Putting SC Judgment on Adoption in Perspective – Reply to Dr Kazi

Nizamuddin has written to Dr Kazi over his latest article Challenge SC Judgment on Shabnam Hashmi Child Adoption Petition” published by BeyondHeadlines. BH is producing the reply of Nizamuddin to Dr Kazi below. – Editor

Dear Dr Kazi,

I read your posting on the Supreme Court Judgment in Adoption. The issue is not vexed nor it is complex except the way it is (mis)understood by many. It deserve no such action if read carefully rather it recognises the prevailing Personal Laws in the country. To bring clarity, eminent lawyer, YH Muchhala intervened and put it in perspective (see below).

Mr. Y.H. Muchhala’s note on SC Judgment on Adoption

New Delhi, Feb. 21: Mr. Yusuf Hatim Muchhala, an eminent legal mind of the country, has classified the implications of the Supreme Court judgment of February regarding adoption of children by Muslim couples.

The Mumbai-based lawyer has released the following terse note on the judgment that clarifies many misgivings about it.

1. All India Muslim Personal Law Board contention that Right to adopt and of a child to be adopted cannot be declared as a Fundamental Right has been accepted by the Hon’ble Supreme Court with due respect and consideration to the fact that conflicting beliefs and practices are prevailing in the country on this issue at this stage. The Hon’ble Supreme Court has unequivocally observed that the faith / tradition based law must be respected and cannot be steamrolled by enacting Uniform Civil Code at this stage. The attempt of the Petitioner (Mrs. Shabnam Hashmi) to elevate the right to adopt and the right of a child to be adopted at the level of Fundamental Right has failed. Had the Petitioner succeeded, any principle of law which is contrary to Fundamental Right would have become null and void.

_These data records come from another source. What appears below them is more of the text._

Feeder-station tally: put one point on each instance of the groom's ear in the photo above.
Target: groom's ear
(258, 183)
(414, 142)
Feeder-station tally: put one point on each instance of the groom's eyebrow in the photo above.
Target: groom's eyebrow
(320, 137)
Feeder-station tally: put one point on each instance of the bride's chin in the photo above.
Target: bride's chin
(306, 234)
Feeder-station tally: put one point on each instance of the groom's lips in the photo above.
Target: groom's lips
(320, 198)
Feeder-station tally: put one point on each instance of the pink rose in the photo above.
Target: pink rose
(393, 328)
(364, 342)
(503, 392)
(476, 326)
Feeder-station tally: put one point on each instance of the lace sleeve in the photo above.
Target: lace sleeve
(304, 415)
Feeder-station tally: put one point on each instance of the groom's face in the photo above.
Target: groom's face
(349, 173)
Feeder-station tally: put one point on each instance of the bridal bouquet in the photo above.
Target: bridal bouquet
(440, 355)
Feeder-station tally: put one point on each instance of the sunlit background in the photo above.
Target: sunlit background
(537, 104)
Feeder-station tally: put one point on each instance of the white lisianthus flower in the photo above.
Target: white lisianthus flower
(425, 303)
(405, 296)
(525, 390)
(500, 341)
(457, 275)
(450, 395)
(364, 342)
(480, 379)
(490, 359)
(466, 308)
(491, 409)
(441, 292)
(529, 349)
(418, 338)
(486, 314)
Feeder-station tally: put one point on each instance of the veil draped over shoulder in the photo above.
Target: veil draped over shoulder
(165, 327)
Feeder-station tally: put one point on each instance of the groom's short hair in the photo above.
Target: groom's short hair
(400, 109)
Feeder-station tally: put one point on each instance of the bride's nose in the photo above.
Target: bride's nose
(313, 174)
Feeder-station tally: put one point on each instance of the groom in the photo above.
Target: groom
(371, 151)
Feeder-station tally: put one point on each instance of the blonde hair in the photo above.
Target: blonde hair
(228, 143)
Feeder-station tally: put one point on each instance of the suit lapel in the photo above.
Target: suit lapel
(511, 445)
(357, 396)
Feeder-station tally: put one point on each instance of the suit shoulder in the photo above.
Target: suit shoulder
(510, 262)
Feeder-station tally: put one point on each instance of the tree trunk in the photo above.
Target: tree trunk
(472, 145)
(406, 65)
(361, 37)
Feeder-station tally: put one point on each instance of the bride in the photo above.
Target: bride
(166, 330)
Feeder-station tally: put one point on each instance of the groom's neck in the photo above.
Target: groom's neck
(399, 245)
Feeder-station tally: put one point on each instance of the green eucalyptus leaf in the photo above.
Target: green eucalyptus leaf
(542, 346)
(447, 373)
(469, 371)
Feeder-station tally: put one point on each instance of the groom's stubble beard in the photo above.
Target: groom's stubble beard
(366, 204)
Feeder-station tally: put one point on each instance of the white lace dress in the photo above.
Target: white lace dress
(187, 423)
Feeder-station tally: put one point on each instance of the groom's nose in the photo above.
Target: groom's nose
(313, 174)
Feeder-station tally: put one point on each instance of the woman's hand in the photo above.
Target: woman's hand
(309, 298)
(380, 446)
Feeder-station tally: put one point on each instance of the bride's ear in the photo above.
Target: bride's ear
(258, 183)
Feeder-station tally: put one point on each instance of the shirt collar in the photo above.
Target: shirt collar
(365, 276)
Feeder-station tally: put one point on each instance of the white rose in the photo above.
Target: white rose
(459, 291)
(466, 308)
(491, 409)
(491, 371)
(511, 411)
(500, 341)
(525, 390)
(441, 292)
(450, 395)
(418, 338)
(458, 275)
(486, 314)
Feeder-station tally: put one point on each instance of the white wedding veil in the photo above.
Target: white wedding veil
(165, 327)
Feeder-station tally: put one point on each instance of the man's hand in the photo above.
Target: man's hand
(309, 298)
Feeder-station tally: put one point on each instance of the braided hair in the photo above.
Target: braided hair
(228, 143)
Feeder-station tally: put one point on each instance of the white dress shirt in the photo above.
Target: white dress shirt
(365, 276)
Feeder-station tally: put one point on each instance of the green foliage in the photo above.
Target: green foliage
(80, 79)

2. Principles of personal law would always continue to govern any person who chooses to so submit himself to it and that the JJ Act, 2000 does not mandate any compulsive action by any prospective parent leaving such person with the liberty of accessing the provisions of the Act, if he so desires on to follow his own personal law. The Supreme Court in other words has given freedom of choice to select between personal law and statutory law to the concerned party.

3. The Hon’ble Supreme Court has referred to Special Marriage Act, 1954 which has given such freedom of choice to every citizen either to marry as per the provisions of the Act or in accordance with the personal laws of the parties. Such optional civil code has been in existence since 1954. The Juvenile Justice Act, 2000 is another piece of legislation in the direction on the question of providing protection to and upbringing of neglected, destitute or surrendered children. These two Acts have never ever been challenged by the All India Muslim Personal Law Board.

4. However, the Court has not given any directions to the Child Welfare Committee as requested by the All India Muslim Personal Law Board to the effect that before a child is certified to be free for adoption, the Child Welfare Committee in respect of a Muslim child or parents should explore the possibilities of providing protection and upbringing of such a child as per principles of Kafala. g

The wisdom demands that no such act should be initiated to provide the appeasement tool in a run up to the election. The Saffron brigade is waiting to grab such and we should restrain ourselves. Of course, the political fringe would like to use to serve their interest. However, the above view from the legal lumen airy should be enough to behave wisely rather than politicising the issue.